World cup, more than ever has turned to a political events for the Islamic officials….When I heard that CNN put a poll on its website to asked people that Iran can go to World Cup or not, because of its nuclear activities, I was socked. I remember the last game of the Iran’s team when they beat Bahrain and flew to Germany. I was among the people and I enjoyed this victory like them. I can not forget the sense of joy which was poured everywhere. It was just last June in 2004.

I made this clip just to remind how Iranians like football. How they look at this game and how it makes them cheerful and passionate. Pictures you see at this clip are taken by me and the video of people too. I made it before the world cup. However they got feeble result I prefer to remember the cheerfulness of people.

Sunday, July 02, 2006

Why don’t they get lessons from what they did with the earlier prisoners in the past?

The minister of intelligence finally announced the reason behind arrest of the Iranian scholar Ramin Jahanbegloo:

"The United States is pursuing efforts to start soft revolution in Iran and in many other countries and Mr. Jahanbegloo's arrest can be defined as part of that," ISNA quoted Mr. Mohseni-Ejei as saying."Mr. Jahanbegloo had an assignment and the intelligence apparatus became suspicious at the scale of his activities and resources" at his disposal, he said"
This is what everybody could imagine. Most of the journalists and intellectuals, who arrested during the last years, are charged as a tool for changing the Islamic Republic by the US and its agencies and therefore doing something against the national security. I wrote a piece on this topic before. The Islamic regime is so suspicious about the role of civil society actors such as journalists, intellectuals and academics. Jahanbegloo was among the optimist scholars who care about the Iranian society by putting all their efforts on changing the social and political life by increasing people’s conciseness, education, dialogue and bringing up questions.

I can imagine Ramin in the jail. I can imagine how the prison guards and interrogators treat him. In such
a situation, people’s life becomes a tool just to destroy their personality and character. They don’t listen to people like Ramin at the jail. They just try to prove that their paranoia exists. They will be satisfied just when prisoners say “yes” to their requests. So, there is no dialogue in detention.

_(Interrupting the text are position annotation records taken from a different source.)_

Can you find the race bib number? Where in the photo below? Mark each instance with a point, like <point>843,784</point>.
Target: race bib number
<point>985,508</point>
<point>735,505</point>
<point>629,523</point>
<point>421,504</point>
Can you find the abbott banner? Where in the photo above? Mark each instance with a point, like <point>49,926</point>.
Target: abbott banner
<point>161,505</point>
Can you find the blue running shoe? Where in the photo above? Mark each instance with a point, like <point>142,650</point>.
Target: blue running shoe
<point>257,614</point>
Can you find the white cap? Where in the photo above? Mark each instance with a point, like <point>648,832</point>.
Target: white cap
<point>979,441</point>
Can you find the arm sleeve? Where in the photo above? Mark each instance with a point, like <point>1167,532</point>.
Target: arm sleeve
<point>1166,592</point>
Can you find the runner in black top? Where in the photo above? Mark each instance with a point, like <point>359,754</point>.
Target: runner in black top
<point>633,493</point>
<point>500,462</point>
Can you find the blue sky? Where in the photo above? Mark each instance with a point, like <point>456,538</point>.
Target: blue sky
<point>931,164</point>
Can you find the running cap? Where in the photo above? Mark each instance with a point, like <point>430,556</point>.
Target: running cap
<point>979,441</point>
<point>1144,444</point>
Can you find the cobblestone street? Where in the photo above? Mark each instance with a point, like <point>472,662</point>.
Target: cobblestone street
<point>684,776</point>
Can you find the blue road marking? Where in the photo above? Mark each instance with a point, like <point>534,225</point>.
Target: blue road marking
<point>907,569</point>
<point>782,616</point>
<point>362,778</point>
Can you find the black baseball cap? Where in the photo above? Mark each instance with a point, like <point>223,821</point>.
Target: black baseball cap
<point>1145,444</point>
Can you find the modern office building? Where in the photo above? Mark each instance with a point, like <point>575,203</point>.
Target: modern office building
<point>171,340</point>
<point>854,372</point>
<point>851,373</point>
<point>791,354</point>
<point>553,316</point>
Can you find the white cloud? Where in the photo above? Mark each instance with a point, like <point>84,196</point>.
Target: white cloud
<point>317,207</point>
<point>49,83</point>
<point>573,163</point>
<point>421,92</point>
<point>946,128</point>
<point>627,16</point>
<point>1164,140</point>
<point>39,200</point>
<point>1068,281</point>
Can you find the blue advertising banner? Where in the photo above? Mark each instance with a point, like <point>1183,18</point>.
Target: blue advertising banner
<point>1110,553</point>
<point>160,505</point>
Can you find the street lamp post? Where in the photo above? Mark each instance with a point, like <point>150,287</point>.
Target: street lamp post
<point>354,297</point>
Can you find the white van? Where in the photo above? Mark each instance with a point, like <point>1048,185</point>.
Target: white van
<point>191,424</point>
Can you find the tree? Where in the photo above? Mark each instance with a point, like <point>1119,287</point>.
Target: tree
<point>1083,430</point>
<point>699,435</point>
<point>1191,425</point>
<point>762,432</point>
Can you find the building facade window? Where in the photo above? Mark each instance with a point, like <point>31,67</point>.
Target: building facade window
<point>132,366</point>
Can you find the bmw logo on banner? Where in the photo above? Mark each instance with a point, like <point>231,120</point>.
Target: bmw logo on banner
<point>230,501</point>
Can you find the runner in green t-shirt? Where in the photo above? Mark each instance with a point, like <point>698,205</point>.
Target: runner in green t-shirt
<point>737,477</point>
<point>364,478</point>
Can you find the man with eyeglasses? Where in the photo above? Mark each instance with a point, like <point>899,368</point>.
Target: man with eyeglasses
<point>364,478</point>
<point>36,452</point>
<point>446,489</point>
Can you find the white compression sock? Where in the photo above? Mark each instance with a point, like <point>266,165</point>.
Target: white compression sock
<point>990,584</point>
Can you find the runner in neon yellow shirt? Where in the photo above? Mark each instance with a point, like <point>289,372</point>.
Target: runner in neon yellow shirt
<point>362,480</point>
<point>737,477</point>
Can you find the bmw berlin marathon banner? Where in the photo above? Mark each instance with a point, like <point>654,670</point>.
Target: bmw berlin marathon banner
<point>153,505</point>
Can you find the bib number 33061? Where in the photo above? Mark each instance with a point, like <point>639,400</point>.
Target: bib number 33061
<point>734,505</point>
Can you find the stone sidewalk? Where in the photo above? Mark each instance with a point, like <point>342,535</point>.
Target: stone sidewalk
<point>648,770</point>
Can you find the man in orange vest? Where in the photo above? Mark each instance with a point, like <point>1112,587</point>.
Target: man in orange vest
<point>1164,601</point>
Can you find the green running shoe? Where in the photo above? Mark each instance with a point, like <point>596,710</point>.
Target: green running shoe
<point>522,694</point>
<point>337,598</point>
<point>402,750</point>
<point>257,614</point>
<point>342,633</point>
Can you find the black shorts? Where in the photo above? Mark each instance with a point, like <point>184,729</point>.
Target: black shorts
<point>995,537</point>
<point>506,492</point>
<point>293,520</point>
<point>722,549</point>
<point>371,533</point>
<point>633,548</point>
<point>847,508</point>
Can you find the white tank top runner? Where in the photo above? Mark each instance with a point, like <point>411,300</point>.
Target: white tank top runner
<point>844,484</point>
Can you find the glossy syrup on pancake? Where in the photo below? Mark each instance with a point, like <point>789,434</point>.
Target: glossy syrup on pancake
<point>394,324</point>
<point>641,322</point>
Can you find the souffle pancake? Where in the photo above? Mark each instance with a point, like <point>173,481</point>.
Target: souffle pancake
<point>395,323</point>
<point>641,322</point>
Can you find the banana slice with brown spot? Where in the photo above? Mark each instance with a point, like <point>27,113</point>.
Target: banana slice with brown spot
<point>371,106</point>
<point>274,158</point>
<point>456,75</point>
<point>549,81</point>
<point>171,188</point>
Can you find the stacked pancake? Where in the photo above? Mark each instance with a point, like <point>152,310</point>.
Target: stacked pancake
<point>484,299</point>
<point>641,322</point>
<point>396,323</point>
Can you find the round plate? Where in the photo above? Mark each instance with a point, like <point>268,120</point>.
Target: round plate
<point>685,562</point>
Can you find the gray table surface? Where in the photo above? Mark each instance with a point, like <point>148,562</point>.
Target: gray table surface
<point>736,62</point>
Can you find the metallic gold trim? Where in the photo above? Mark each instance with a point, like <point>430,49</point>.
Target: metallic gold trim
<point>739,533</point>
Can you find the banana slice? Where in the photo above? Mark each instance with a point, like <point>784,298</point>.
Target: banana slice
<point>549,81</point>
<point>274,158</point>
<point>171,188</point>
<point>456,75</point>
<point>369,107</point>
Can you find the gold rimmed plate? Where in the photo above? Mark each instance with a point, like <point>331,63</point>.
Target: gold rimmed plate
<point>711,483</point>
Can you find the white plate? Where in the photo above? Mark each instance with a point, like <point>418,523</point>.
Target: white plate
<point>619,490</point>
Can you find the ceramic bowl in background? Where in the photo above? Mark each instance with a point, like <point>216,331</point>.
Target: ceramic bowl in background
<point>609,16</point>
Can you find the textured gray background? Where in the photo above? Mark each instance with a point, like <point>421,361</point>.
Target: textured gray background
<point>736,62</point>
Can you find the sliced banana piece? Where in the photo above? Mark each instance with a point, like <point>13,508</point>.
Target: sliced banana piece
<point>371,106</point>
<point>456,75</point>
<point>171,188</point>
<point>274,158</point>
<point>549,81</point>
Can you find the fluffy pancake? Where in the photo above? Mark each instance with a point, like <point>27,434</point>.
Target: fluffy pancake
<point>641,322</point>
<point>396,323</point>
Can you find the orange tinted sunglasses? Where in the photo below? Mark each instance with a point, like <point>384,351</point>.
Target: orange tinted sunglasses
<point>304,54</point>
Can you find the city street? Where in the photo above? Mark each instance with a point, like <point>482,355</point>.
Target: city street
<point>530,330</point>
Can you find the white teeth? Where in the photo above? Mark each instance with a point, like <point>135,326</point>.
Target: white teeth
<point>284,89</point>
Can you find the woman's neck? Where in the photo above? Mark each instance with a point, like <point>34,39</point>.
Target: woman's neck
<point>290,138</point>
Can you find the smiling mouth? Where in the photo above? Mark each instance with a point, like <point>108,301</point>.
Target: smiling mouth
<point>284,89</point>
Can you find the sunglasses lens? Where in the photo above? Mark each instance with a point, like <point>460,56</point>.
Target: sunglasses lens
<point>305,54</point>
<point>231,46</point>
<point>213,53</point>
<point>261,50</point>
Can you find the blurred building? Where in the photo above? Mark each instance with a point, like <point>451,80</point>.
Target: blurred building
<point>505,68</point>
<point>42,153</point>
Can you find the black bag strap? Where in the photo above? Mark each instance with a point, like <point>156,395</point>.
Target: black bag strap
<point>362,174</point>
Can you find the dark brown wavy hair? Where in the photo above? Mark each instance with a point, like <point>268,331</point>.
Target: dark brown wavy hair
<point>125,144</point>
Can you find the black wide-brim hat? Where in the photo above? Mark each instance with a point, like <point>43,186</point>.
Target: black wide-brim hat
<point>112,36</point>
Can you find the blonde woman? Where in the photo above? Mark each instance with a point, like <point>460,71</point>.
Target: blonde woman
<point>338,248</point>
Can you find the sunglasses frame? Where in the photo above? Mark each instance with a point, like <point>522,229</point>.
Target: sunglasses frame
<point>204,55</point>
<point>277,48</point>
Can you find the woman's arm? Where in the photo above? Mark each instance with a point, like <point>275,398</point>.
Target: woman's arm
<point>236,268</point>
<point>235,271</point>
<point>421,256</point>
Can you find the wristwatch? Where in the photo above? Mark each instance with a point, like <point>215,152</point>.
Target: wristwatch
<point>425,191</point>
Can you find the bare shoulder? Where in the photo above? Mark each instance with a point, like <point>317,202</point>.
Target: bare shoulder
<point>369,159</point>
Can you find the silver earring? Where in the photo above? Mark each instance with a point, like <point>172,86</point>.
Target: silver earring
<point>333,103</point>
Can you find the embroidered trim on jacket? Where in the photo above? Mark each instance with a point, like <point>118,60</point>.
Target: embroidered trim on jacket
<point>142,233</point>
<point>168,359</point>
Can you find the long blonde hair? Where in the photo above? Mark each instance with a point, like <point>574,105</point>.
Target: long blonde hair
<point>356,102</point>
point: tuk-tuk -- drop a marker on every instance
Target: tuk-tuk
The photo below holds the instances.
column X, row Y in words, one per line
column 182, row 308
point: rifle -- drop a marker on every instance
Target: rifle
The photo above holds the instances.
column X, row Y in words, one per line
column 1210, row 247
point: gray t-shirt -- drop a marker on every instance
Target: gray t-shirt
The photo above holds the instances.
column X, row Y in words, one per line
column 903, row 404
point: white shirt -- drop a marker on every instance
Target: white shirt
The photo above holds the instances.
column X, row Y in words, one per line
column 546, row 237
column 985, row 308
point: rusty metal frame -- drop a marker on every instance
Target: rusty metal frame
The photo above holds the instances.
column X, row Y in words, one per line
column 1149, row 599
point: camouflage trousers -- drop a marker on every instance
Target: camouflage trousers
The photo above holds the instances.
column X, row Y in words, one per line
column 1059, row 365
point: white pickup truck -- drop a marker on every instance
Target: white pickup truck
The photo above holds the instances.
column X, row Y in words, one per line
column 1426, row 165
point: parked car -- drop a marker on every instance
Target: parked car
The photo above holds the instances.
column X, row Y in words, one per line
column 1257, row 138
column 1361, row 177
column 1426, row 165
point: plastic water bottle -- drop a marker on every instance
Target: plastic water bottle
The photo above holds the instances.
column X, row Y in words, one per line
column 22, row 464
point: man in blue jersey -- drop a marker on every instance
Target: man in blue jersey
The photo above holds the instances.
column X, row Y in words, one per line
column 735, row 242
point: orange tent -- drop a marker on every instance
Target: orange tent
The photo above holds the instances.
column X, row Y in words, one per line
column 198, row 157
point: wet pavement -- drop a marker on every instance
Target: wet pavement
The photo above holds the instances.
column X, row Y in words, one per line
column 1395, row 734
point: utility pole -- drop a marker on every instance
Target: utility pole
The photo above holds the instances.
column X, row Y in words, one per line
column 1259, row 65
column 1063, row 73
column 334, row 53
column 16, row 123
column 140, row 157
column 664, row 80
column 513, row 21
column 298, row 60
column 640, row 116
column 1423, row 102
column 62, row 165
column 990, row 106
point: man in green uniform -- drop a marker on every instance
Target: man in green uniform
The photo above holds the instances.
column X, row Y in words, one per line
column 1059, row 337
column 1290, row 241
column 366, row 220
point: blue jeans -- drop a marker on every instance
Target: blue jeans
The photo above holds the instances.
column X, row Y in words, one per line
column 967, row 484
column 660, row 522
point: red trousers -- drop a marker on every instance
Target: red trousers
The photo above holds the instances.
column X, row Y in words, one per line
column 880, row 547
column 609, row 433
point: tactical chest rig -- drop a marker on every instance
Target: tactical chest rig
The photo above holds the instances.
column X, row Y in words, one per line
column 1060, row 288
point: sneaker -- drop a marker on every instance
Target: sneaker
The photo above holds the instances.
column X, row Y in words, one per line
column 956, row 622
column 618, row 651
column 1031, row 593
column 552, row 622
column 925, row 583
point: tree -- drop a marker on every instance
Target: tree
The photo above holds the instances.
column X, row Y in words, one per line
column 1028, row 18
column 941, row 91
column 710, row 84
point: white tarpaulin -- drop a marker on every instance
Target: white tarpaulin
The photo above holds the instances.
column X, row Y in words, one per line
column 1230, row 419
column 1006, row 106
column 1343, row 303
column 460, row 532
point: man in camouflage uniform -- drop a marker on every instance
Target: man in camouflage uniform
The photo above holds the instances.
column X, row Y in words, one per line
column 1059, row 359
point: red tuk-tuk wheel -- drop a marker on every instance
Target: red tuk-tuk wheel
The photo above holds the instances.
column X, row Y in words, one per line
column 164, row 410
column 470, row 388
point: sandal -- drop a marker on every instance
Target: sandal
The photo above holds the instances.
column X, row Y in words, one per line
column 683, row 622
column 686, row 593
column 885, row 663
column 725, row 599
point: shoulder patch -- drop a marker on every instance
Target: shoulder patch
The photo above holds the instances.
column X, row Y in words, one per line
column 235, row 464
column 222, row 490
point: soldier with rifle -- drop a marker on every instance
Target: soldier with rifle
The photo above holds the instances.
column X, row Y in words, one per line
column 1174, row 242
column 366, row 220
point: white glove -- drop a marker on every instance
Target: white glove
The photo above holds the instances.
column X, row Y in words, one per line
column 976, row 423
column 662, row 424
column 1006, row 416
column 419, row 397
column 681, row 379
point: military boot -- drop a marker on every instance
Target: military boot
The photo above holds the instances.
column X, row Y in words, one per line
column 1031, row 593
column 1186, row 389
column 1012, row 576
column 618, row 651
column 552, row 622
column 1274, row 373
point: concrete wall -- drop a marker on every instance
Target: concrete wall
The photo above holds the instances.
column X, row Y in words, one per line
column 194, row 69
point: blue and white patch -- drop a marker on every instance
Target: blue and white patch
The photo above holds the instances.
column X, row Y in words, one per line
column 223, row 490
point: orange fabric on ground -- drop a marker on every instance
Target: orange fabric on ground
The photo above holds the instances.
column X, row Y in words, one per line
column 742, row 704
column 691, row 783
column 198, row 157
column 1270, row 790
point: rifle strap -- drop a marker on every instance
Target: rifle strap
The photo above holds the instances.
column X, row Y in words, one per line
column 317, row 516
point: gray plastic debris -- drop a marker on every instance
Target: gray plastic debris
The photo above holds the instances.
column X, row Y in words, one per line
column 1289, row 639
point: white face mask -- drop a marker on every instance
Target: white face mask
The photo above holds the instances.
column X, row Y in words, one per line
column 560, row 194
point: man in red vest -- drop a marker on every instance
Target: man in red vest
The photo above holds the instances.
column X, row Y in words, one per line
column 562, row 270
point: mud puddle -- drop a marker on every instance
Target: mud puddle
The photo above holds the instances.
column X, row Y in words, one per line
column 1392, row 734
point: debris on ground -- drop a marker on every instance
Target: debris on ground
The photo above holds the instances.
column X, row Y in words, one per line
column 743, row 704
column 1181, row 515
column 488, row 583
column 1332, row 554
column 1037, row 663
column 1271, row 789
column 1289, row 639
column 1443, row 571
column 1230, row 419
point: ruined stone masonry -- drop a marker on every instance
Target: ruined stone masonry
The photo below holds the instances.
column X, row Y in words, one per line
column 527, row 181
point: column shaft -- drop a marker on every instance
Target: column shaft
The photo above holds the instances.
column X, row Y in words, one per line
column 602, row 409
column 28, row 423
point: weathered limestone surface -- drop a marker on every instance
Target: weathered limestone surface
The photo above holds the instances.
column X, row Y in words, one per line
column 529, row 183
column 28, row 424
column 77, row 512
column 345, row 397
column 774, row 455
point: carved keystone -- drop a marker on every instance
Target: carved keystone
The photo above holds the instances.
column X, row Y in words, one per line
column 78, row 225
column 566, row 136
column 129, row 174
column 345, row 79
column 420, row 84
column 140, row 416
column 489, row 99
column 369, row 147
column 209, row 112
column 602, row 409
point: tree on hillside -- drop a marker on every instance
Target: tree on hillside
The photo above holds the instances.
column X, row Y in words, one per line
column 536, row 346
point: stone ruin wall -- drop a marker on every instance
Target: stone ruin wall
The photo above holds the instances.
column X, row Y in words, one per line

Just a monologue, just intimidation and inspiring fear to approve that their paranoia about the “others”is right. That’s why Ramin’s situation is worse than the past. Two months after his arrest, it seems they are going to make him as a forewarning tool for the rest of civil society….

I remember the similar days. When I was in the prison, I was facing with the same story. I couldn’t imagine how their mistrust was deep…most of the journalists who have been arrested during the last months have comparable stories…. I saw some horrible things inside detention that I heard before about it. before the detention period I thought they are all just stories that are created by people’s imagination and are not real. but, it was real. Unbelievable! However, one day prisoners come out and will tell the whole story…and everybody will hear it…and the question is always on the table, “why don’t they get lessons from what they did with the earlier prisoners in the past? Isn’t it really a big question?

I met some of the Iranian bloggers who live in California in Berkeley, Strada Café. I know them just by looking at their blogs regularly and it was a good chance to meet them face to face. The amazing point about this meeting was the diversity. Niki organized the meeting and I met the Author of “let me, “Tell you, Where I’ve been”, Persis Karim. I am going to write a comment on her book. I like the idea behind this book…She was so kind, friendly and tranquil.